This year's Black List features Martin Shkreli, Kanye, Trump, and one very angry bear

The annual list of the year's most popular unproduced screenplays also goes heavy on hired killers and oddball biopics

This year's Black List features Martin Shkreli, Kanye, Trump, and one very angry bear
Nobody beats The Grizz. Photo: DANI POZO/AFP via Getty Images

The Black List—the annual release of the most popular unmade screenplays floating around Hollywood in a given year—has always been an artistic oddity. By its very nature, the List is essentially a big collection of ideas that are considered cool but also unworkable, whether because they’re too expensive, too controversial, or are just the sort of thing that works better as a script than an actual film.

(Take it as read that many, but not all, of Black List scripts that do end up getting made rarely triumph in the cold cruel reality of the actual world.)

This year’s list, released earlier today, is no exception, with ideas that range from sounding genuinely interesting, to sounding like the sort of thing that would be floated as a joke on a modern version of 30 Rock. (For instance: Ballast, by Justin Piasecki, which depicts a naval engineering team that “find themselves trapped in a deadly game on a shipping vessel in the
middle of the Atlantic when they learn a series of car bombs are hidden amongst the thousands of vehicles on board.”)

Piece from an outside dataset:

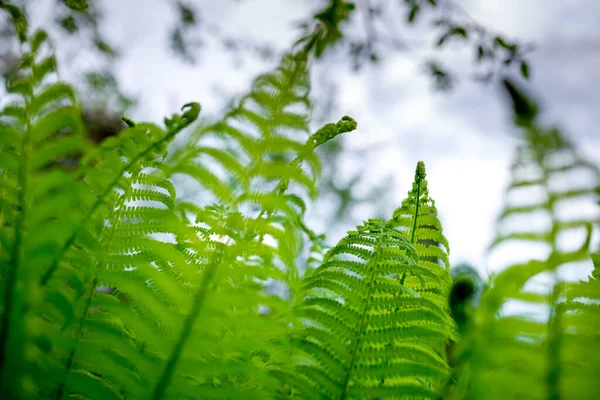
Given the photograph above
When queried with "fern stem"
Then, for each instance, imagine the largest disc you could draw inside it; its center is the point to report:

This year’s crop goes heavy in two directions. First, there are horror movies set in weird locations, like Michael Shanks’ Hotel Hotel Hotel Hotel (about a haunted motel); Grizz (Connor Barry) about a paramedic being stalked by a grizzly bear in the Pacific Northwest; and Ultra (Colin Bannon), about a marathon runner who finds themselves enrolled in a super-secret, super-deadly “ultra-marathon.”

The other angle is—and we’re trying to be at least moderately nice here—a whole bunch of proposed biopics of people who do not necessarily require biopics at this time. That ranges from the benign—Shania! by Jessica Walsh, or Tricia Lee’s Idol, focused on “The true story of American Idol viral sensation, William Hung”—to a whole host of more actively questionable subjects, including Martin Shkreli (The Villain, by Andrew Ferguson), Kanye West (The College Dropout, by Thomas Aguilar and Michael Ballin), and Donald Trump (Believe Me, by Hannah Mescon and Dreux Moreland, which bills itself as “an absurdist biopic”).

Oh, also: Assassins. (Assassins are always all over this thing.) Four different screenplays in the set are about being hunted by hired killers, whether that’s Lillian Yu’s Killer Instinct (Hollywood assistant jokes about killing his boss, then has to go on the run from said boss’ actual murderer), Colin Bannon’s The Devil Herself (high-powered assassin fights witches in the German mountains), David Coggeshall’s The Family Plan (former assassin has to take his family on the run when he gets outed), and our personal favorite, Ryan Hooper’s Four Assassins (And A Funeral), in which the adopted daughter of a master assassin finds herself targeted by her four assassin siblings for potential assassination.

Oh, there’s also a movie about Dennis Rodman hanging out in Las Vegas (Dennis Rodman’s 48 Hours In Vegas, by Jordan VanDina); we don’t know if anybody gets assassinated in that one.